Using SAS Data in HDFS Libraries

Default Library

When your deployment uses Hadoop as a co-located data provider, the SAS Deployment Wizard registers a predefined library for it. This library is available for use in the SAS Folders tree, and it is located in /Shared Data/SAS Visual Analytics/Public/Visual Analytics Public HDFS.

Staging Library

You can specify a SAS Data in HDFS library as a staging library. This is a common use because the rows for the output table are distributed among the machines in the cluster. The server can then read the data in parallel when it loads the table to memory.
You must specify a SAS LASR Analytic Server library for the output library when you use a SAS Data in HDFS library for staging.

Output Library

You can specify a SAS Data in HDFS library as an output library.

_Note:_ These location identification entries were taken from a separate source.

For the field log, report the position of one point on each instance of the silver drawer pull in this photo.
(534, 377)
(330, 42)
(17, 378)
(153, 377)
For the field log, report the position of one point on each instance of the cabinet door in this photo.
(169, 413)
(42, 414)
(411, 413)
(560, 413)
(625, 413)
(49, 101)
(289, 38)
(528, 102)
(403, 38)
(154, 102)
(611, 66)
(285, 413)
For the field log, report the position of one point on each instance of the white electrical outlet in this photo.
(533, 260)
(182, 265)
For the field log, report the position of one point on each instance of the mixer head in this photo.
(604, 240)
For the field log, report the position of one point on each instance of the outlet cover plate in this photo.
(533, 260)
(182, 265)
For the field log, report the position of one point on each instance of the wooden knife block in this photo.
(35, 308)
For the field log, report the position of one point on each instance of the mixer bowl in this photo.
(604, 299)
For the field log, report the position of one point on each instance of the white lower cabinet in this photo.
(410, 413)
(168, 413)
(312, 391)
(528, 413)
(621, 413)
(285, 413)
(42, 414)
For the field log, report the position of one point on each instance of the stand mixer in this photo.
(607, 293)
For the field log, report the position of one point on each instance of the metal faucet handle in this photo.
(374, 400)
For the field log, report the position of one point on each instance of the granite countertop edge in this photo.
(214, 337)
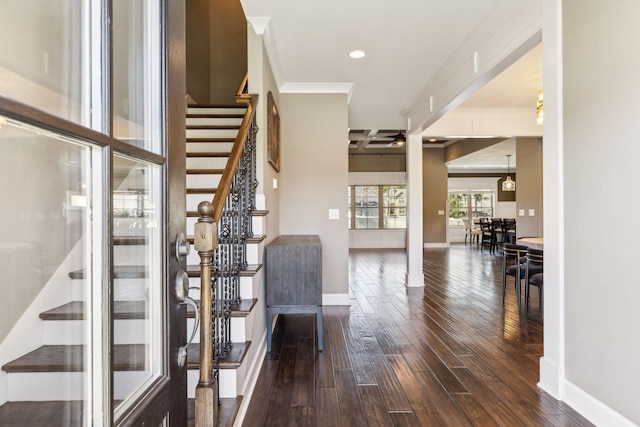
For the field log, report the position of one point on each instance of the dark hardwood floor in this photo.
(448, 354)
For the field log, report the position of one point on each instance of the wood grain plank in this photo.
(375, 411)
(327, 409)
(350, 406)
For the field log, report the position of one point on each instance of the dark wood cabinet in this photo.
(293, 266)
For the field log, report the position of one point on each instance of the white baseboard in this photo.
(251, 380)
(336, 299)
(436, 245)
(593, 409)
(550, 377)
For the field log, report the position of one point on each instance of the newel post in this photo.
(207, 391)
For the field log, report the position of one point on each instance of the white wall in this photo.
(314, 178)
(601, 63)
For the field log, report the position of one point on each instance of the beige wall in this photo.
(314, 178)
(601, 107)
(377, 162)
(529, 187)
(434, 187)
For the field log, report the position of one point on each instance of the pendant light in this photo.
(508, 184)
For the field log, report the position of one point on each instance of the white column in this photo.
(415, 275)
(552, 363)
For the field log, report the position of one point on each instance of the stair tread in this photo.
(76, 310)
(129, 240)
(216, 116)
(70, 358)
(210, 139)
(42, 413)
(201, 190)
(242, 310)
(205, 171)
(212, 127)
(216, 106)
(193, 270)
(195, 214)
(119, 272)
(256, 238)
(232, 360)
(208, 154)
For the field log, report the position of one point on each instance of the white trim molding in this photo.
(336, 299)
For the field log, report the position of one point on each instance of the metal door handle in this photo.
(182, 295)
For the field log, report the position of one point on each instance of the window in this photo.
(376, 207)
(470, 205)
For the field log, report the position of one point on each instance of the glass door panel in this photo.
(50, 272)
(137, 279)
(136, 73)
(46, 57)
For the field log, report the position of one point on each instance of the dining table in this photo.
(531, 242)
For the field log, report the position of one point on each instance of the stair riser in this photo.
(124, 289)
(214, 110)
(39, 386)
(71, 332)
(206, 162)
(238, 328)
(207, 121)
(228, 383)
(130, 254)
(131, 227)
(252, 253)
(209, 147)
(193, 200)
(212, 133)
(246, 288)
(257, 224)
(203, 181)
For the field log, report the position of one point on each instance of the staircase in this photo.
(211, 132)
(46, 386)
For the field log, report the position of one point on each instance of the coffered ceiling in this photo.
(405, 42)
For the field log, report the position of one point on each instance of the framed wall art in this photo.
(273, 133)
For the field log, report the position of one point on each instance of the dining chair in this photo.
(498, 233)
(534, 275)
(471, 232)
(513, 265)
(487, 236)
(509, 229)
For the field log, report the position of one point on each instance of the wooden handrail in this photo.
(242, 95)
(232, 163)
(205, 241)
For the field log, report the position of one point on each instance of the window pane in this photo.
(482, 205)
(48, 245)
(45, 57)
(395, 203)
(367, 211)
(136, 74)
(137, 282)
(458, 208)
(349, 206)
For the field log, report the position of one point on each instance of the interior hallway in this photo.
(447, 354)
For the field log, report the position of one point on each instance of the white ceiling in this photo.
(406, 42)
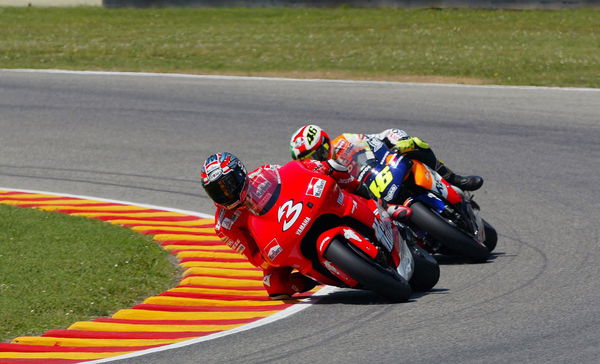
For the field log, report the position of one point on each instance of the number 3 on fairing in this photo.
(381, 181)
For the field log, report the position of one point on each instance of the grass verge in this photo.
(547, 48)
(56, 269)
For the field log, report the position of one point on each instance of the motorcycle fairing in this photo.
(428, 199)
(352, 237)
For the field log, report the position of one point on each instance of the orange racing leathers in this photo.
(232, 227)
(397, 139)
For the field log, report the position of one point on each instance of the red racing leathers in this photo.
(231, 226)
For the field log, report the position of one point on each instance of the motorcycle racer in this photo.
(226, 181)
(312, 142)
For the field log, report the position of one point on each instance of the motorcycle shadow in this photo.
(446, 259)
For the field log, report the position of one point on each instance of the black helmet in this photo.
(224, 179)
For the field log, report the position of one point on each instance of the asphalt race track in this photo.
(143, 138)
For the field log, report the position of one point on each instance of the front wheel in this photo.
(491, 237)
(385, 282)
(449, 236)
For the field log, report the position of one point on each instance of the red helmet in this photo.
(310, 142)
(224, 180)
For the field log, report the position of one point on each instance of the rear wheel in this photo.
(427, 270)
(383, 281)
(449, 236)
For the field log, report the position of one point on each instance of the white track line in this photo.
(279, 79)
(264, 321)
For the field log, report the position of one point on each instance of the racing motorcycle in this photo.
(445, 219)
(303, 219)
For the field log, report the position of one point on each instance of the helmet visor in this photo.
(226, 191)
(319, 154)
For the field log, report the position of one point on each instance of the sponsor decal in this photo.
(375, 143)
(395, 135)
(273, 249)
(331, 268)
(289, 213)
(383, 233)
(267, 280)
(315, 187)
(303, 225)
(323, 243)
(390, 195)
(236, 245)
(340, 199)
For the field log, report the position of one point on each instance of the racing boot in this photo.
(399, 212)
(465, 183)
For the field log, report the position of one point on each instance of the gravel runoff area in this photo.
(50, 2)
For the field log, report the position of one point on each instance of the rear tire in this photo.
(449, 236)
(491, 237)
(427, 270)
(385, 282)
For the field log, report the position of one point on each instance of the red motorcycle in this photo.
(303, 219)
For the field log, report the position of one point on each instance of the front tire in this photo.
(491, 237)
(449, 236)
(385, 282)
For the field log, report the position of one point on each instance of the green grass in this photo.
(551, 48)
(56, 269)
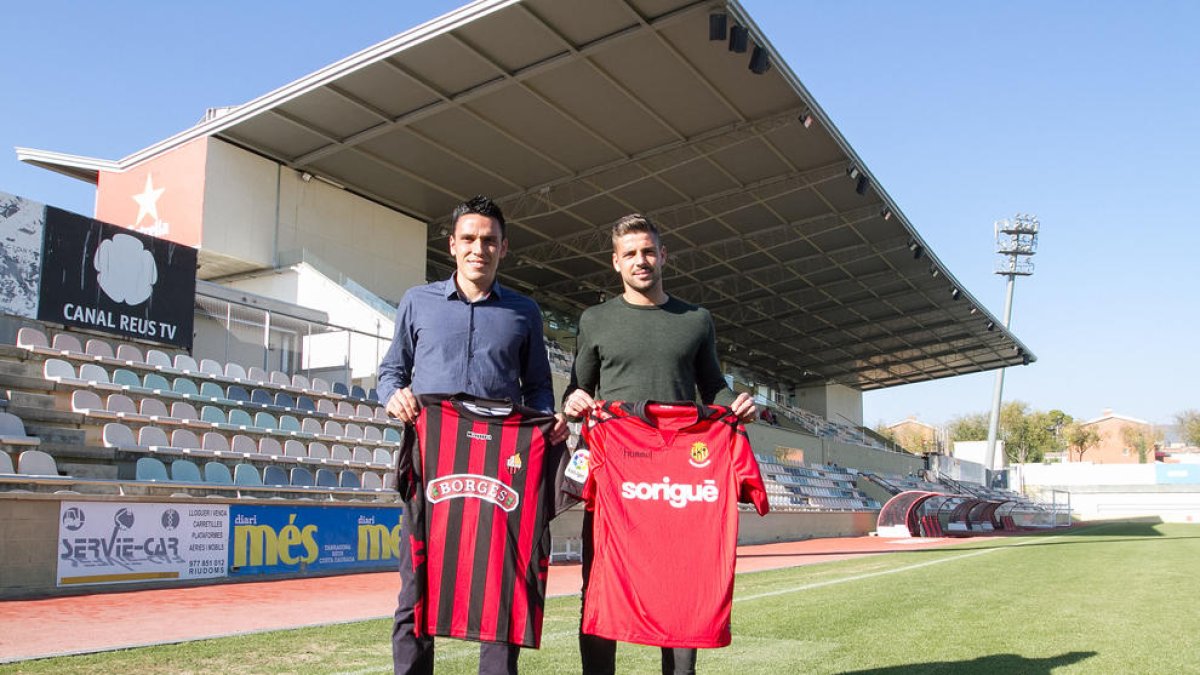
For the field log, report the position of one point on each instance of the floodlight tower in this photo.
(1017, 240)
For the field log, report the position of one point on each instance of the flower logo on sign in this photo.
(125, 269)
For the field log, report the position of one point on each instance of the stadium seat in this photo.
(211, 368)
(160, 360)
(154, 438)
(12, 431)
(327, 478)
(186, 441)
(275, 476)
(67, 345)
(301, 477)
(371, 481)
(318, 452)
(246, 475)
(156, 382)
(186, 363)
(185, 411)
(270, 447)
(185, 387)
(185, 471)
(240, 418)
(58, 370)
(217, 473)
(33, 339)
(117, 435)
(215, 443)
(85, 401)
(265, 420)
(361, 455)
(126, 378)
(36, 463)
(100, 350)
(213, 392)
(243, 444)
(151, 469)
(382, 458)
(235, 371)
(289, 424)
(130, 354)
(295, 449)
(156, 411)
(339, 454)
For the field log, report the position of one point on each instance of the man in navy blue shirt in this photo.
(466, 334)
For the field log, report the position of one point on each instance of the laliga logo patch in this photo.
(460, 485)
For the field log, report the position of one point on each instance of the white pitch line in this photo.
(873, 574)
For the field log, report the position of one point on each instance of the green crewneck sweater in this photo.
(660, 352)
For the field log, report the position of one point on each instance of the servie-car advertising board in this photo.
(273, 539)
(114, 543)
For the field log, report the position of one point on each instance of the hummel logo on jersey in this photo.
(459, 485)
(675, 494)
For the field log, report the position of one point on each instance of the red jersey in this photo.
(664, 481)
(480, 494)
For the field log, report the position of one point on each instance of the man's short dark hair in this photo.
(635, 222)
(480, 205)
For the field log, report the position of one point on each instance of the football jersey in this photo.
(480, 493)
(664, 481)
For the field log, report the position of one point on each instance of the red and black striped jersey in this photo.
(480, 494)
(664, 481)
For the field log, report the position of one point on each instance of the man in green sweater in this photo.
(643, 345)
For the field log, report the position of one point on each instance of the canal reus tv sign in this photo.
(106, 278)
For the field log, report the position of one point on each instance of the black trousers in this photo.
(599, 655)
(414, 656)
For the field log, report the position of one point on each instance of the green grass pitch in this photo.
(1119, 597)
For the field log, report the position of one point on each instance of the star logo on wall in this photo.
(148, 202)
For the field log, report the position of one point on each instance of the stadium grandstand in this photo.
(311, 209)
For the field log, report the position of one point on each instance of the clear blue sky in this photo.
(1081, 112)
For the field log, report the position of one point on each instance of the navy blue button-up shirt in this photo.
(492, 348)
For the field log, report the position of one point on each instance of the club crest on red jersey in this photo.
(461, 485)
(514, 464)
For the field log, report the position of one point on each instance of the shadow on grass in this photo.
(1079, 535)
(991, 664)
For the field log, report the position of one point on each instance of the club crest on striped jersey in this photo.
(462, 485)
(514, 464)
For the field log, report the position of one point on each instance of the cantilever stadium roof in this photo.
(574, 113)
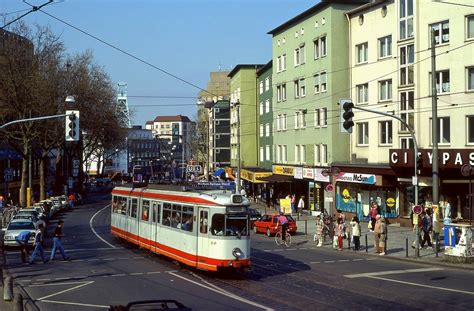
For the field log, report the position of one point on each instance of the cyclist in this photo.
(283, 222)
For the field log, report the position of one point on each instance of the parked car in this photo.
(15, 227)
(268, 224)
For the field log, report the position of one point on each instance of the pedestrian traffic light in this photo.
(347, 115)
(72, 125)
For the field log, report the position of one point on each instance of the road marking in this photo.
(423, 285)
(93, 230)
(67, 290)
(76, 304)
(403, 271)
(222, 292)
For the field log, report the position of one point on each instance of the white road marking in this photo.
(222, 292)
(93, 230)
(76, 304)
(423, 285)
(403, 271)
(67, 290)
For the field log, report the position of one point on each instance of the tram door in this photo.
(203, 242)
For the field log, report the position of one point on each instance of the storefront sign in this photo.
(448, 158)
(283, 170)
(298, 173)
(357, 178)
(308, 173)
(318, 175)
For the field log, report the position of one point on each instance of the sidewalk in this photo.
(396, 241)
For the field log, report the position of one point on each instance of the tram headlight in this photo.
(237, 252)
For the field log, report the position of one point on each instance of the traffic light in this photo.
(347, 115)
(72, 125)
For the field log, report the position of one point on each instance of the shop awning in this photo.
(277, 178)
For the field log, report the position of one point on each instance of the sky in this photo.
(187, 38)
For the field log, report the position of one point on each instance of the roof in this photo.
(178, 118)
(243, 66)
(311, 11)
(265, 67)
(369, 5)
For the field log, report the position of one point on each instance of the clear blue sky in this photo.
(188, 38)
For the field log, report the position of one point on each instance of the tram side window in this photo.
(188, 214)
(217, 224)
(132, 212)
(166, 214)
(176, 214)
(145, 210)
(203, 222)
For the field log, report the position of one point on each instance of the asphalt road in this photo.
(105, 271)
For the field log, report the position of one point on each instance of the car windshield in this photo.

The engine distributes the rows for the table to the machines in the cluster. Afterward, you can select the table from the SAS Folders tree, right-click, and select Load a Table. This menu option loads the table from HDFS to memory on a SAS LASR Analytic Server.
You can partition SAS Data in HDFS tables when they are used in an output library. You can select a column to use from the Partition by menu. Partitioning the table ensures that all of the rows with the same formatted value as the selected column are distributed to one machine in the cluster. The rows are also placed in the same HDFS block. When you load a partitioned table to memory, the partitioning information is retained, and the result is a partitioned in-memory table.

See Also

Restrictions

The following restrictions apply to using SAS Data in HDFS libraries with SAS Visual Data Builder:
  • You cannot specify a SAS Data in HDFS library as an input library because the SAS Data in HDFS engine is a Write-only engine.
  • The Append data check box on the Properties tab is disabled. The SAS Data in HDFS engine does not support appending data.
  • If you specify a SAS Data in HDFS library as an output library, you cannot view the results on the Results tab because the SAS Data in HDFS engine is a Write-only engine.